Mar/Apr 04
Bills have been reported out of both the Senate Finance (S. 1637) and House Ways and Means (H.R. 2896) Committees that would repeal the extraterritorial income (ETI) regime and implement tax relief aimed at domestic manufacturing as well as other pro-growth changes. While neither of these bills is perfect, quick resolution of remaining issues and floor passage is necessary to comply with the WTO rulings and avert EU retaliation.
Since 1997 when the European Union (EU) challenged foreign sales corporations as an illegal export subsidy under World Trade Organization (WTO) rules, and the WTO ruled in 2000 in favor of the EU, the United States repealed the FSC rules and replaced them with the extraterritorial income (ETI) regime. The EU immediately challenged the ETI regime as insufficient, and the WTO agreed in a final 2002 ruling. A WTO arbitration panel issued an August 30, 2002 report authorizing the EU to impose more than $4 billion in annual, retaliatory sanctions. The EU this spring finalized a retaliation list, including approximately $4 billion in U.S. products. Effective March 1, the EU began imposing a 5 percent additional tariff on 44 categories of U.S. exports. Unless the ETI is repealed, the EU plans to raise tariffs on the covered products by 1 percentage point per month, until the tariffs reach 17 percent. If left in place, the sanctions would add $666 million in additional tariffs to covered products by March 1, 2005. The EU has said it will not
actually impose any sanctions until 2004, but is expected to do so beginning this month if the United States has not come into compliance.
Ways and Means Committee Chair Bill Thomas (R-CA) has reintroduced his FSC/ETI and corporate tax reform bill
as H.R. 3967. The bill includes new revenue raisers that bring down the cost of the bill to about $4 billion over ten years. Included among the new “pay-fors” is a modified version of the Treasury Department’s “SILO” proposal to ban “sales-in-lease-out” agreements purported to be tax shelters. The new provision provides a $20 billion
offset over 10 years. The House will soon consider the American Jobs Creation Act (H.R. 2896), legislation
that complies with our World Trade Organization (WTO) obligations by replacing the ETI tax regime (successor
to the FSC) with a manufacturing tax deduction, as well as a number of international and domestic tax reforms.

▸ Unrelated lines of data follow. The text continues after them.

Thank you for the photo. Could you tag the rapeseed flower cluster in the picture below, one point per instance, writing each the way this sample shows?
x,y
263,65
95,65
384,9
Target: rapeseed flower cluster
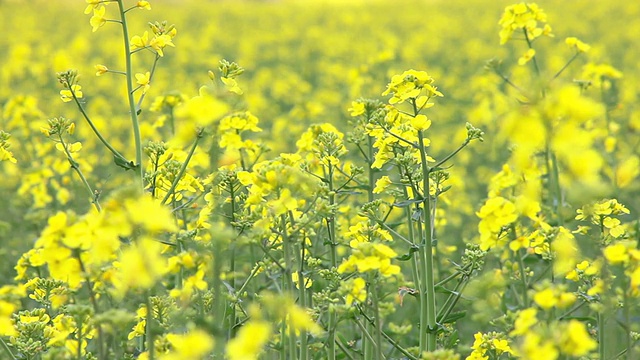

This bill contains sensible pro-growth policies that will benefit U.S. manufacturers of all sizes. The House of Representatives should debate and pass this legislation as soon as possible.
Before leaving for the recess, Majority Leader Bill Frist (R-TN) confirmed that the JOBS bill, S. 1637, would be the “first order of business” when the Senate returns on March 22. Senator Frist is expected to begin procedural maneuvers to force a cloture vote unless an agreement is reached to limit any additional amendments to only those that are germane. The Senate on March 3 began debate and votes on S. 1637, the Jumpstart Our Business Strength (JOBS) Act. S. 1637 is a fair, balanced bill that complies with our World Trade Organization (WTO) obligations by
replacing the ETI tax regime (successor to the FSC) with a manufacturing tax deduction, as well as a number
of international and domestic tax reforms.S. 1637 contains sensible, pro-growth policies that will benefit U.S. manufacturers of all sizes. It is important to our manufacturers and to economic growth that we end the EU sanctions as soon as possible. S. 1637 keeps the process moving and brings us closer to ultimate compliance with WTO rules in a way that keeps our companies competitive.